Before Deutsche Bank AG announced last month that it was in exclusive negotiations with Guggenheim Partners LLC for the sale of its RREEF alternatives arm and two other subsidiaries, a steady stream of investors — including the $48.1 billion Massachusetts Pension Reserves Investment Management Board and Oregon Investment Council, which manages the $56.9 billion Oregon Public Employees Retirement Fund —were lined up to pull out of RREEF America II, an open-end diversified core commingled real estate fund. Neither Deutsche Bank spokeswoman Mayura Hooper nor Suzanne Franks, vice president of New York-based Clarion Partners, would comment.
A number of open-end fund managers contacted declined to provide fund details, most citing legal and Securities and Exchange Commission rule concerns.

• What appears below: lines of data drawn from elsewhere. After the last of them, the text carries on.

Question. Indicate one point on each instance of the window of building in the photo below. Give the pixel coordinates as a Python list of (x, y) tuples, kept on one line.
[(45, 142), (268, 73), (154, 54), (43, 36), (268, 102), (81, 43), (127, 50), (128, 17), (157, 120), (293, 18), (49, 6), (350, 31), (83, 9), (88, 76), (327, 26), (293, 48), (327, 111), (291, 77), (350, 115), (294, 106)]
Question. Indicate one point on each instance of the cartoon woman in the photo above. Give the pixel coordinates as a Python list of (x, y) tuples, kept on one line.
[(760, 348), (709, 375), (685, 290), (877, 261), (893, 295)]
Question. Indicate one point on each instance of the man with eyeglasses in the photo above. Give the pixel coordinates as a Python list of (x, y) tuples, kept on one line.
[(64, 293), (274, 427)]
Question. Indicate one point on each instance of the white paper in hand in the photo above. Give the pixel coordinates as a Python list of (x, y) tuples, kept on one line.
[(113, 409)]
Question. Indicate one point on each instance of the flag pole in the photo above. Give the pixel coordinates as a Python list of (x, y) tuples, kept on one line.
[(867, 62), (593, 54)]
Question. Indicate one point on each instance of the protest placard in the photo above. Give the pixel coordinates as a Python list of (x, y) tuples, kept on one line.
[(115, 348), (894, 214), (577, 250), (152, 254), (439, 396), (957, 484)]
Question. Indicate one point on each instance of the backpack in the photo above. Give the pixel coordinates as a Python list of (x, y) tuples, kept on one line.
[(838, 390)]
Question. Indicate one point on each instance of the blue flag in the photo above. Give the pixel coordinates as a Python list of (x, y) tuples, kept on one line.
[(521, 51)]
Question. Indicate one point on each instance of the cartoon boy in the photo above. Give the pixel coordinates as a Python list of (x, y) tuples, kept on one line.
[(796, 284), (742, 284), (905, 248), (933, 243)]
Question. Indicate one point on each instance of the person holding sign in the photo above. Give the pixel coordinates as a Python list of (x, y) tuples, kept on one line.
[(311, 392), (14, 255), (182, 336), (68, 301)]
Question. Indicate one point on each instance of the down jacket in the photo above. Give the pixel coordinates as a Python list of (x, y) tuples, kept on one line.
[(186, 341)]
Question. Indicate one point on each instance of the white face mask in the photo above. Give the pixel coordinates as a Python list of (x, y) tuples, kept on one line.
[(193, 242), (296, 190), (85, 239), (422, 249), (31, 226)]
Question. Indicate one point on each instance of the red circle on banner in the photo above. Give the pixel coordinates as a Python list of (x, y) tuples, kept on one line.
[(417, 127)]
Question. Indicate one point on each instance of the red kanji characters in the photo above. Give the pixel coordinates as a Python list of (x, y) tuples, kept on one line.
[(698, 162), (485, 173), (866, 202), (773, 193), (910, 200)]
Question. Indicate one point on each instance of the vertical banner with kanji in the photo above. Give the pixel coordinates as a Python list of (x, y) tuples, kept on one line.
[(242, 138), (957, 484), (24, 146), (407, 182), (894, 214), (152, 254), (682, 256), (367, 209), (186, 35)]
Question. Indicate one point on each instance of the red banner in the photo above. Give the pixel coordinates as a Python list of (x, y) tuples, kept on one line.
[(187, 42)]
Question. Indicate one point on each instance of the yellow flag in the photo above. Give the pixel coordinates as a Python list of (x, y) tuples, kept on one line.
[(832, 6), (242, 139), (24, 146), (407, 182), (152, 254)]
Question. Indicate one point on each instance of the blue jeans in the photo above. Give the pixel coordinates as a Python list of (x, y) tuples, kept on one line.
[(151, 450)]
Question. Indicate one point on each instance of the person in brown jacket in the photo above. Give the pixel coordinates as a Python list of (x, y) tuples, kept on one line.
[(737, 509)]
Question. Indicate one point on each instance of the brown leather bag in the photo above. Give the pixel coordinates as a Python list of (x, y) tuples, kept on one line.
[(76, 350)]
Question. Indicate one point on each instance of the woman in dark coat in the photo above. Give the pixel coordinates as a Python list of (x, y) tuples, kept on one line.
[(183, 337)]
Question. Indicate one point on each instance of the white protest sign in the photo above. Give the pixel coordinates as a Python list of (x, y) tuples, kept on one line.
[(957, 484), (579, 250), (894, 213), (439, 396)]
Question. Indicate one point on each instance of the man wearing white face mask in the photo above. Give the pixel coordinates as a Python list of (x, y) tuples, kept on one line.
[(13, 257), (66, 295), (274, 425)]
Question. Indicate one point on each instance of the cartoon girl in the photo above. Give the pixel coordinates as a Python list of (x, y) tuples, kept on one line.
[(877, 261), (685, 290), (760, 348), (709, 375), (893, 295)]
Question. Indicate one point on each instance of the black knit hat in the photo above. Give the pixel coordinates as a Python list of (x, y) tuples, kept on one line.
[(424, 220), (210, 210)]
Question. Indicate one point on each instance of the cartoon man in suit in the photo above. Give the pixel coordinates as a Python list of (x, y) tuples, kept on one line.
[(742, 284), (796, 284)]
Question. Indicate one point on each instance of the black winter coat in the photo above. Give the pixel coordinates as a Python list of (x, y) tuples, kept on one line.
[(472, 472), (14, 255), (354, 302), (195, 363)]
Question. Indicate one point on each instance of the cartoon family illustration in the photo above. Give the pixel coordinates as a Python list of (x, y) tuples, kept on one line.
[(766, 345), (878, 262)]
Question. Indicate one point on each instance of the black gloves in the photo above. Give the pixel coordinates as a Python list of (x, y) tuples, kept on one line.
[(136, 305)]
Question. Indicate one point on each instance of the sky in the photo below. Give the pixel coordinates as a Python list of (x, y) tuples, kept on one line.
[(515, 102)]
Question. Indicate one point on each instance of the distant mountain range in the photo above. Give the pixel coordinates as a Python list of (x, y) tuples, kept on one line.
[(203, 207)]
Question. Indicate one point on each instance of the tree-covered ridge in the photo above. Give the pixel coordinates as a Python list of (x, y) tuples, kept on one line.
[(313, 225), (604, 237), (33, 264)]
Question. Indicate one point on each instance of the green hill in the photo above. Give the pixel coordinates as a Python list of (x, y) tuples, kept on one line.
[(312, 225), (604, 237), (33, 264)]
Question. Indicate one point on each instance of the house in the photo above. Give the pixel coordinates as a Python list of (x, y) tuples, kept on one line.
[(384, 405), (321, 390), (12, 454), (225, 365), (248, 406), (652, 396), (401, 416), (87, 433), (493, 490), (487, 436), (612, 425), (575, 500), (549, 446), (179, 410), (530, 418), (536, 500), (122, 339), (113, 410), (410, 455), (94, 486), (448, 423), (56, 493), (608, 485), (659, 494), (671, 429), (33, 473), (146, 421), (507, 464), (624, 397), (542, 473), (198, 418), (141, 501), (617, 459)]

But according to a November report to the investment committee of the $13 billion State Universities Retirement System of Illinois, Springfield, RREEF America III had a redemption queue of 33.4% of the total shares outstanding as of Sept. 30, the report noted. Illinois SURS has been in this redemption queue about two years. For the year ended Sept. 30, RREEF America III received six redemption requests representing $41 million. The Illinois universities retirement fund has retained its investment in RREEF America II and two RREEF real estate investment trust funds.
“Performance in 2008 and 2009 was for every investment manager its report card,” Kevin Faxon, managing director and head of real estate-Americas for New York-based J.P. Morgan. “If you made a mistake, clients knew, consultants knew it, everybody knew it.”
And now the managers are feeling the effects of that.
Money is being concentrated in fewer open-end funds, Mr. Faxon said. J.P. Morgan Asset Management's open-end real estate fund has a $1.5 billion commitment queue, he said.
“At the other end of the spectrum, funds have performance challenges,” Mr. Faxon said, citing investment executive turnover and sales of investment firms like RREEF and the management buyout of Clarion Partners. “Those are ownership issues that can create challenges. These conditions are not conducive to clients investing money,” he said.
Top-quartile managers are reaping the benefits of their performance record, bringing in new commitments, Callan's Mr. Robinson said. They are assuring investors that they will be “sticking to their knitting.”
Heitman's $1.7 billion open-end fund has an entry queue, but firm executives declined to give the size of the line of investors waiting to invest in the fund.
UBS Trumbull Property Fund, an open-end core fund, had a deposit queue of $2.6 billion, as of Oct. 1, up from $1.5 billion one year earlier, according to the Illinois SURS investment committee report.